Clean power installations hampered by supply and trade issues cool in Q3 of 2022
Energize Weekly, November 9, 2022
Wind, solar and storage installations for the third quarter of 2022 were the lowest in three years as developers struggled with supply chain and trade restrictions, according to a market report from the American Clean Power Association (ACP).
A total of 3.4 gigawatts (GW) of new capacity came online in the quarter, down 22 percent from the same period in 2021. That brought total 2022 installations to 14.2 GW – an 18 percent decline compared to the same period in 2021.
The projects for the year represent $4.6 billion in investment, the ACP, an industry trade group, said.
“Difficulty sourcing solar panels and supply chain constraints have proved to be major barriers for projects. Interconnection challenges and the previous phase-down schedule of the production tax credit (PTC) are at work, as well,” the association said.
Two laws limiting access to solar panels from areas know to use forced labor – the Withhold Release Order and Uyghur Forced Labor Prevention Act – has “effectively removed a significant supply from the U.S. market,” the report said.

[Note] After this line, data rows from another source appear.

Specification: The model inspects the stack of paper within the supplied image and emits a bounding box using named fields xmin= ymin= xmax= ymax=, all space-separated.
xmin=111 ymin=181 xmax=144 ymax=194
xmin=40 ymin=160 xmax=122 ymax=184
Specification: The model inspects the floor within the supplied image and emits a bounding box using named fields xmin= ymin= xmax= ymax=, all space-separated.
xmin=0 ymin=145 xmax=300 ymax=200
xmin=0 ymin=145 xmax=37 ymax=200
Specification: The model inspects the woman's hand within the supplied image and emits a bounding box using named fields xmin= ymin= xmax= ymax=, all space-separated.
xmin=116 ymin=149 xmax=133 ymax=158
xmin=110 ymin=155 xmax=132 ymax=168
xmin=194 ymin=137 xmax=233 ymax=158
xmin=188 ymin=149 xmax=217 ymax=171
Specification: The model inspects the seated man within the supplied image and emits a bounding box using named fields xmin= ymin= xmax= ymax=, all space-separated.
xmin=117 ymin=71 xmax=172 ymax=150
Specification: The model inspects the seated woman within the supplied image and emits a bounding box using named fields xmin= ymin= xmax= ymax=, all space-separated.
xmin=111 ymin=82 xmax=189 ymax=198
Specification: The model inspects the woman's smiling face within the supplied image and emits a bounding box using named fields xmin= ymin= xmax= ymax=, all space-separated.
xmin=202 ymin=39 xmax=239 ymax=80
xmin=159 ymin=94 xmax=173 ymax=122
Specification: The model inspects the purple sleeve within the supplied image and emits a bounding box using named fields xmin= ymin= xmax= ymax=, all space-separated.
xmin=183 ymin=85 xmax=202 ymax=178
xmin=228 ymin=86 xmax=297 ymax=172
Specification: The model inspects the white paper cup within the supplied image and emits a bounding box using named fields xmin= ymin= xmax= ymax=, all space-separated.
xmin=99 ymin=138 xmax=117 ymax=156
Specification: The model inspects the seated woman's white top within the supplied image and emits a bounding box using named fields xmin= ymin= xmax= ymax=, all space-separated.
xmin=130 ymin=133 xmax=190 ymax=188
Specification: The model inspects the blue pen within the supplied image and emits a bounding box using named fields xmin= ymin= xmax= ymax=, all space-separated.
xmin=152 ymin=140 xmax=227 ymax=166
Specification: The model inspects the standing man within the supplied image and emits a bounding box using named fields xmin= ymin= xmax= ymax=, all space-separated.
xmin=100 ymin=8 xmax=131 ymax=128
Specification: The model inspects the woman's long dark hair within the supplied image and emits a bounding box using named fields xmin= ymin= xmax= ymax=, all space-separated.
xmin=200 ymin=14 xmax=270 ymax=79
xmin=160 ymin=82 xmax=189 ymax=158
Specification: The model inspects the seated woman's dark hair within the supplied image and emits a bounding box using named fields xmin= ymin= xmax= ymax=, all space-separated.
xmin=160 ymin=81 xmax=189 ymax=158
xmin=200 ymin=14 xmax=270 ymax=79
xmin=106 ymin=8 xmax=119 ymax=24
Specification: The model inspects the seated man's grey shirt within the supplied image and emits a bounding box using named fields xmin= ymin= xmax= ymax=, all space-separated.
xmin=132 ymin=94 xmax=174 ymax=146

The PTC, which provides a tax credit based on the amount of electricity a wind project generates, was phased out in 2021, but restored in 2022 under the Inflation Reduction Act.
There were 60 utility-scale projects in 19 states brought online in the third quarter of 2022. California was home to more than 40 percent of the new capacity – 1.4 GW – followed by Texas with 1.2 GW.

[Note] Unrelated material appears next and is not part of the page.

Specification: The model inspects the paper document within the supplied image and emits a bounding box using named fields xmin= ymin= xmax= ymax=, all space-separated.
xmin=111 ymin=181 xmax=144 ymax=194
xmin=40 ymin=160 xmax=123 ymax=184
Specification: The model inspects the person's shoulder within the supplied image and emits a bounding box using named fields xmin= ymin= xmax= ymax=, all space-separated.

Solar projects dominated with nearly 1.9 GW of capacity in the quarter, followed by battery storage with 1.2 GW, marking the second strongest quarterly performance ever for storage. Only two new wind projects with a total capacity of 356 megawatts were commissioned in the quarter.

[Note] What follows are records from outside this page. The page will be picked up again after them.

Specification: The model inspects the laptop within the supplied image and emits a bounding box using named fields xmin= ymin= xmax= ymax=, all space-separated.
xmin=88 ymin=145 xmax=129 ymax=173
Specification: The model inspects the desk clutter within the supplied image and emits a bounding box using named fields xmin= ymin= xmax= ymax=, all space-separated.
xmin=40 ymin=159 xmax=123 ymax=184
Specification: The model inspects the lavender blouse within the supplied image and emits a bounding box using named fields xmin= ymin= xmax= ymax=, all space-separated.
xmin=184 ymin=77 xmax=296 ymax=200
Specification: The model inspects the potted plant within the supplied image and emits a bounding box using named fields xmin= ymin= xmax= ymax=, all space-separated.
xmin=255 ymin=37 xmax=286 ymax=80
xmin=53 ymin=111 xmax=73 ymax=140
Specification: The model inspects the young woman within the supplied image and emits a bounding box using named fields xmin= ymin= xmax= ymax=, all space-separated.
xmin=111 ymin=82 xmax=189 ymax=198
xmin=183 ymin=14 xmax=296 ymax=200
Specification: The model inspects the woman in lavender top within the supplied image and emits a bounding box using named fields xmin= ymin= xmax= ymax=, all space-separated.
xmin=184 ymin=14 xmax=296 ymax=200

There are 39 GW of installations under construction in the project pipeline and 93 GW in advanced development stages, the ACP said.
This also represents a slowdown as the pipeline grew by just 3 percent to 4 percent in the first and second quarters of 2022 compared to the 12 percent quarterly growth in 2021.
Texas projects account for almost a fifth the pipeline, with 23.8 GW of installations. California is second with 12.8 GW of projects in development.
Solar projects make up 59 percent of the pipeline. Land-based wind accounts for 17 percent the developing capacity and offshore wind another 13 percent. Battery storage the remaining 11 percent.
Activity in Power Purchase Agreements (PPAs), long-term contracts to purchase electricity from projects, also slowed in the third quarter as developers and purchasers announced 7.2 GW of new PPAs in the quarter, down 31 percent compared to the same period last year. For the year, new PPAs are only 3 percent down year-over-year thanks to a high announcement volume last quarter.
Utilities were the purchasers for about 25 percent of all PPAs announced this quarter, while commercial and industrial customers account for 43 percent of the agreements. State governments and undisclosed purchasers made up the remaining 32 percent of announced PPA capacity.